Joe Frost was looking for a college and had many options as the National High School Rodeo Association Bull Riding champion. He and his dad made the trip from Randlett, Utah, to Goodwell, took a tour, met Craig and Joe told his dad, “We don’t need to go anywhere else, this is where I want to be.”
Joe competed in all the men’s events except the saddle bronc riding in college. He was always an all-around contender and made the CNFR all four years that he was at Panhandle. He won the bull riding there in 2014 and qualified for his first NFR. Craig was getting treatment for the cancer but looked forward to a daily phone call from Joe.
Joe won the first round of the bull riding and when he was on stage at the South Point, he gave that buckle to his father. A few days later, Craig made a surprise appearance in Las Vegas to watch Joe ride. That night, Joe made another trip to the buckle presentations and gave that buckle to Craig. Joe was also one of the pallbearers at the service.

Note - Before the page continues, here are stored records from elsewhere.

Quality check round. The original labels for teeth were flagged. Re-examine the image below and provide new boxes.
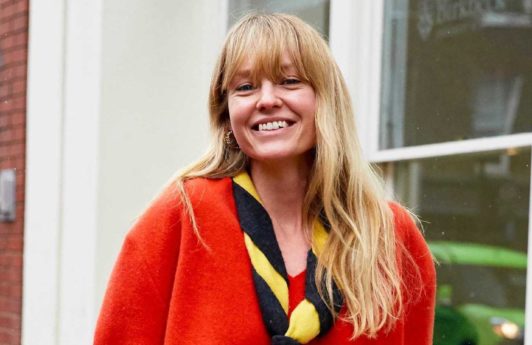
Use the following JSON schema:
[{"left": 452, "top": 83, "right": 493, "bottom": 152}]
[{"left": 259, "top": 121, "right": 288, "bottom": 131}]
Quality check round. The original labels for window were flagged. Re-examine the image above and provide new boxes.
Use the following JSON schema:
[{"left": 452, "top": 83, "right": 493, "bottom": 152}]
[
  {"left": 379, "top": 0, "right": 532, "bottom": 149},
  {"left": 378, "top": 0, "right": 532, "bottom": 345}
]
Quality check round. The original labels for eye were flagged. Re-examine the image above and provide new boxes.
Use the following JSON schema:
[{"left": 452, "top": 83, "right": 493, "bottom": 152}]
[
  {"left": 235, "top": 83, "right": 253, "bottom": 91},
  {"left": 281, "top": 77, "right": 301, "bottom": 85}
]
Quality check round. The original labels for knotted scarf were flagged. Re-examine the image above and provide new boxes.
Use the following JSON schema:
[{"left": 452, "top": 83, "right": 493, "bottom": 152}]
[{"left": 233, "top": 172, "right": 342, "bottom": 345}]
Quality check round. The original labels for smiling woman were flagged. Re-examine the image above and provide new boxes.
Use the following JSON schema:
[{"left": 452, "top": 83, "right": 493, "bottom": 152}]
[
  {"left": 95, "top": 14, "right": 435, "bottom": 345},
  {"left": 228, "top": 53, "right": 316, "bottom": 162}
]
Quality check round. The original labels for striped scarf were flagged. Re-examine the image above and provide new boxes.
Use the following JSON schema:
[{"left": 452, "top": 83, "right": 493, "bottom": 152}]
[{"left": 233, "top": 172, "right": 342, "bottom": 345}]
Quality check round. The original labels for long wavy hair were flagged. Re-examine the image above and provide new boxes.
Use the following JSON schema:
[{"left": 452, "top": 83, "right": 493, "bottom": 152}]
[{"left": 177, "top": 14, "right": 403, "bottom": 338}]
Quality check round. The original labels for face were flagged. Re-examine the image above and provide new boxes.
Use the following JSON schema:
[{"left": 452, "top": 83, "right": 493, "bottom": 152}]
[{"left": 228, "top": 54, "right": 316, "bottom": 161}]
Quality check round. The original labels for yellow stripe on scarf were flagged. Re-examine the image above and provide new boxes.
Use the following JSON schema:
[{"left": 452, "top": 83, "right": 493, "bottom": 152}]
[
  {"left": 285, "top": 299, "right": 320, "bottom": 344},
  {"left": 244, "top": 233, "right": 288, "bottom": 314}
]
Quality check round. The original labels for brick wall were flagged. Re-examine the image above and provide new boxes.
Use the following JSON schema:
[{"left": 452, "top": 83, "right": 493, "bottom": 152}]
[{"left": 0, "top": 0, "right": 28, "bottom": 345}]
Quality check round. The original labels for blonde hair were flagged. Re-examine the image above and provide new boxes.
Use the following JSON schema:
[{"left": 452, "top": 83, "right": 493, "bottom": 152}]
[{"left": 178, "top": 14, "right": 403, "bottom": 338}]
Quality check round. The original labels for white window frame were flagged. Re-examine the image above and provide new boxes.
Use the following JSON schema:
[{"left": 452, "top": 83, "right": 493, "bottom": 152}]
[{"left": 329, "top": 0, "right": 532, "bottom": 345}]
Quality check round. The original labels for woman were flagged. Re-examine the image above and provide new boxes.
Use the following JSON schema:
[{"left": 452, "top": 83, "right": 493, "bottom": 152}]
[{"left": 95, "top": 14, "right": 435, "bottom": 345}]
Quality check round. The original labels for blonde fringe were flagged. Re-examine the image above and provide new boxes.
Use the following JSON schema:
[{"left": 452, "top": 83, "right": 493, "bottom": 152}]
[{"left": 172, "top": 14, "right": 414, "bottom": 338}]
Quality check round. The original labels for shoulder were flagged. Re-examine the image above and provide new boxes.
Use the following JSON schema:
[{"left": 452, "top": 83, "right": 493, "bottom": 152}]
[
  {"left": 389, "top": 202, "right": 436, "bottom": 286},
  {"left": 388, "top": 201, "right": 430, "bottom": 254},
  {"left": 184, "top": 177, "right": 232, "bottom": 204}
]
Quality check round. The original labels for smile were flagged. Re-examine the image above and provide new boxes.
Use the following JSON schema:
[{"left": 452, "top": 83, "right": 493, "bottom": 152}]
[{"left": 253, "top": 121, "right": 290, "bottom": 132}]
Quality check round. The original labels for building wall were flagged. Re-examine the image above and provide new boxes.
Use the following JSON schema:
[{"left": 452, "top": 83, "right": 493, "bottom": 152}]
[
  {"left": 22, "top": 0, "right": 226, "bottom": 345},
  {"left": 0, "top": 0, "right": 28, "bottom": 345}
]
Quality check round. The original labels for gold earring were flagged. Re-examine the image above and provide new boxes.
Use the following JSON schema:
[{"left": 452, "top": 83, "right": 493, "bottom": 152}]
[{"left": 224, "top": 129, "right": 240, "bottom": 150}]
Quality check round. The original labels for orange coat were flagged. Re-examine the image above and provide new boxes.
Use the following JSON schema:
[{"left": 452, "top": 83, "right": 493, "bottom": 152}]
[{"left": 94, "top": 178, "right": 435, "bottom": 345}]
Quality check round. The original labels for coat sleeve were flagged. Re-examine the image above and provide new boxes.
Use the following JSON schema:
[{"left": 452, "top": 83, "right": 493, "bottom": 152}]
[
  {"left": 94, "top": 187, "right": 185, "bottom": 345},
  {"left": 393, "top": 205, "right": 436, "bottom": 345}
]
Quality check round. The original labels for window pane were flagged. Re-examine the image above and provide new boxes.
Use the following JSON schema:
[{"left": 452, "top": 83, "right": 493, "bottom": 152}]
[
  {"left": 394, "top": 148, "right": 531, "bottom": 345},
  {"left": 229, "top": 0, "right": 329, "bottom": 37},
  {"left": 380, "top": 0, "right": 532, "bottom": 149}
]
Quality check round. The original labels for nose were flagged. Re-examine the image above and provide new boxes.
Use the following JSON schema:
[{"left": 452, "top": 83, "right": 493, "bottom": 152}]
[{"left": 257, "top": 80, "right": 282, "bottom": 111}]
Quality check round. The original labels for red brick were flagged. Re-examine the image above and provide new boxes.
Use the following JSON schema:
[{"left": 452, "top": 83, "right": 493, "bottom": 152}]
[
  {"left": 0, "top": 19, "right": 13, "bottom": 32},
  {"left": 11, "top": 13, "right": 28, "bottom": 31},
  {"left": 0, "top": 115, "right": 11, "bottom": 130},
  {"left": 11, "top": 112, "right": 26, "bottom": 126},
  {"left": 11, "top": 80, "right": 26, "bottom": 95},
  {"left": 0, "top": 129, "right": 13, "bottom": 145},
  {"left": 12, "top": 31, "right": 28, "bottom": 47}
]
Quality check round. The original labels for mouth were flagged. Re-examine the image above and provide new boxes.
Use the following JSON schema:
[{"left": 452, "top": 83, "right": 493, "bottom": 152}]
[{"left": 252, "top": 120, "right": 294, "bottom": 132}]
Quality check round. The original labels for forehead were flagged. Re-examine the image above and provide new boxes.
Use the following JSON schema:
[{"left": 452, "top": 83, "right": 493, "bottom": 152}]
[
  {"left": 235, "top": 53, "right": 297, "bottom": 77},
  {"left": 225, "top": 51, "right": 308, "bottom": 87}
]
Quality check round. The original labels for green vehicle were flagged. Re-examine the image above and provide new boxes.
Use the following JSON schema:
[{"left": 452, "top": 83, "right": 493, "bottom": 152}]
[{"left": 429, "top": 241, "right": 527, "bottom": 345}]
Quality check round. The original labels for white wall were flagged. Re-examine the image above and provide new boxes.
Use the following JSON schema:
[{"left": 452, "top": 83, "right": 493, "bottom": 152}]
[
  {"left": 97, "top": 0, "right": 225, "bottom": 310},
  {"left": 23, "top": 0, "right": 226, "bottom": 345}
]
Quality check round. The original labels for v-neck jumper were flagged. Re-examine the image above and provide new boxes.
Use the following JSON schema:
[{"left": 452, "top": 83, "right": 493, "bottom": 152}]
[{"left": 94, "top": 178, "right": 436, "bottom": 345}]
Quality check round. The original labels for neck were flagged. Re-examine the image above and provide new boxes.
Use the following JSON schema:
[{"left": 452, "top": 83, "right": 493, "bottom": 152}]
[{"left": 251, "top": 158, "right": 311, "bottom": 236}]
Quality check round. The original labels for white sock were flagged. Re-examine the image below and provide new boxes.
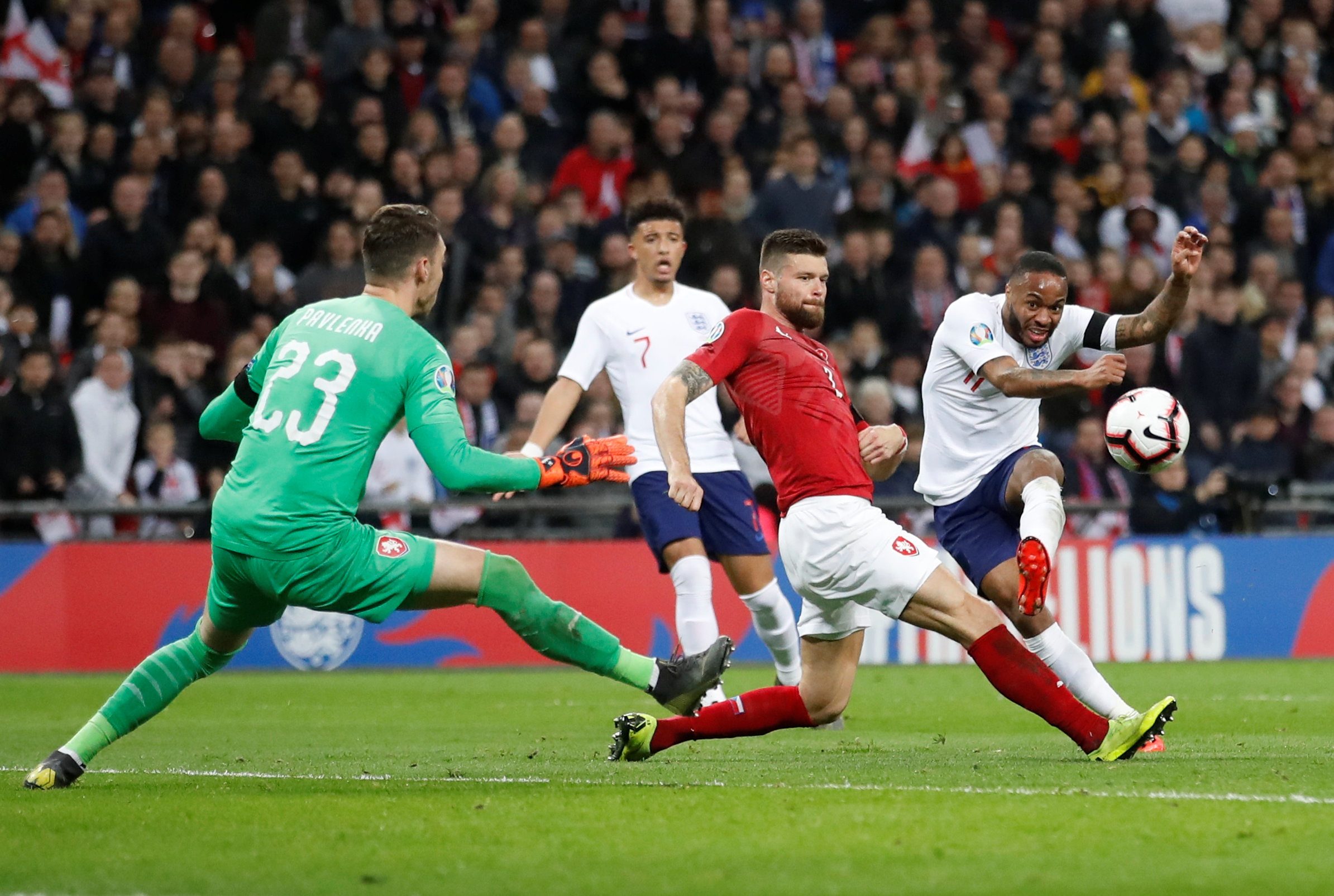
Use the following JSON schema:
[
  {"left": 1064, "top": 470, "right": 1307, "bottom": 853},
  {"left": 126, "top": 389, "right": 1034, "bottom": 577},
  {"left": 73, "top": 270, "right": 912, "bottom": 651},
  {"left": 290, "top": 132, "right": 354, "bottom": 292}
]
[
  {"left": 742, "top": 579, "right": 802, "bottom": 684},
  {"left": 1023, "top": 622, "right": 1134, "bottom": 718},
  {"left": 671, "top": 555, "right": 718, "bottom": 653},
  {"left": 1019, "top": 476, "right": 1066, "bottom": 563}
]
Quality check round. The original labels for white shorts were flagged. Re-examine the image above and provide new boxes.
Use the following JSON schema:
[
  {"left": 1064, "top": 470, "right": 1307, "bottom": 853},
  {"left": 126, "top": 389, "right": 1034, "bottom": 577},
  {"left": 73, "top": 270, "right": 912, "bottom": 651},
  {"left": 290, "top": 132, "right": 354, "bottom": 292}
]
[{"left": 778, "top": 495, "right": 940, "bottom": 641}]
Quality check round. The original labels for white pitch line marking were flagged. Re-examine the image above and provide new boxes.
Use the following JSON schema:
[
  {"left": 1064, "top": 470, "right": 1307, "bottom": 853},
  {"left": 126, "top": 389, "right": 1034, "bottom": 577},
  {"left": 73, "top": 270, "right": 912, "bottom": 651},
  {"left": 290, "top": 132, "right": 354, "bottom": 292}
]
[{"left": 0, "top": 765, "right": 1334, "bottom": 806}]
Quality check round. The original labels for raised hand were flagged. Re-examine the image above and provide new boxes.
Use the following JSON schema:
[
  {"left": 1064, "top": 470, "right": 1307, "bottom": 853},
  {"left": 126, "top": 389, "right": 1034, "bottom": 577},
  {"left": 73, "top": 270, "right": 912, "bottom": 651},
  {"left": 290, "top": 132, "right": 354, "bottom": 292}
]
[
  {"left": 857, "top": 423, "right": 909, "bottom": 464},
  {"left": 1172, "top": 227, "right": 1208, "bottom": 277},
  {"left": 538, "top": 436, "right": 635, "bottom": 488}
]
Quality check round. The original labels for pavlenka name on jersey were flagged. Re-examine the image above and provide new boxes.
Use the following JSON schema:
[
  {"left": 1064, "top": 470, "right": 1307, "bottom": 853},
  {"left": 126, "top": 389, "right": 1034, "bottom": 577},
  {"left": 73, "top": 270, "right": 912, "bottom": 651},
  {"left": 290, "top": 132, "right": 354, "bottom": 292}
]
[{"left": 292, "top": 308, "right": 384, "bottom": 343}]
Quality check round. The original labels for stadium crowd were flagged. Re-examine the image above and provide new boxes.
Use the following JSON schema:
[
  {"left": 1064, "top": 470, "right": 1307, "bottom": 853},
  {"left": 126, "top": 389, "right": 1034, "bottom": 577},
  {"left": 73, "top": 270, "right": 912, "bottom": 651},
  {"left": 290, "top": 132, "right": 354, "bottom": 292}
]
[{"left": 0, "top": 0, "right": 1334, "bottom": 535}]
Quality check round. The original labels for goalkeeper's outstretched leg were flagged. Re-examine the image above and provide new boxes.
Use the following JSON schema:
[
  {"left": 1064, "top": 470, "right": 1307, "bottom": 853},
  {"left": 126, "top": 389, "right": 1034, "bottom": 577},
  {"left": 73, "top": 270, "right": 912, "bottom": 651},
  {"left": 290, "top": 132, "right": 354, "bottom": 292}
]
[
  {"left": 24, "top": 536, "right": 733, "bottom": 789},
  {"left": 403, "top": 542, "right": 733, "bottom": 713},
  {"left": 23, "top": 608, "right": 254, "bottom": 790}
]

“Craig was the least selfish person I’ve ever known,” Joe said. “His influence will live on through the lives he touched. He didn’t talk much, but when he said something, it stuck.”
In 2020, the Latham family was honored by the Panhandle State Association of Alumni and Friends. That included Deke who started it all, Craig and his wife Lori, their daughters Chaney and Sadie. Chaney is married to NFR saddle bronc rider Tyrel Larsen who is the assistant coach at Southwestern Oklahoma State University in Weatherford. Chaney and Tyrel have two sons that were the apple of their grandpa’s eyes.
Craig’s service was held on the Panhandle State Campus in the gym. Friends, family, former and current college rodeo athletes gathered in the gym to pay tribute to the man that fiercely fought a bigger battle than many will ever face. After the service, Craig made one more trip to the Lynn Gardner Arena in the back of a horse drawn carriage. He was followed by his pallbearers in another wagon and about 60 members of the Panhandle State Rodeo team horseback, all in their red and blue rodeo attire.
A couple of weeks before his passing, Craig’s family asked for people to share photos, stories, and memories on Facebook. The posts are overwhelming, but well worth taking the time to read. Craig wasn’t just an important part of the Panhandle State rodeo program, but also the Guymon and Goodwell communities. He is going to be missed, but we can miss him with a smile and memories for the man he was instead of tears for the cancer that took him from us. And we can all strive to be good people and be more like Craig.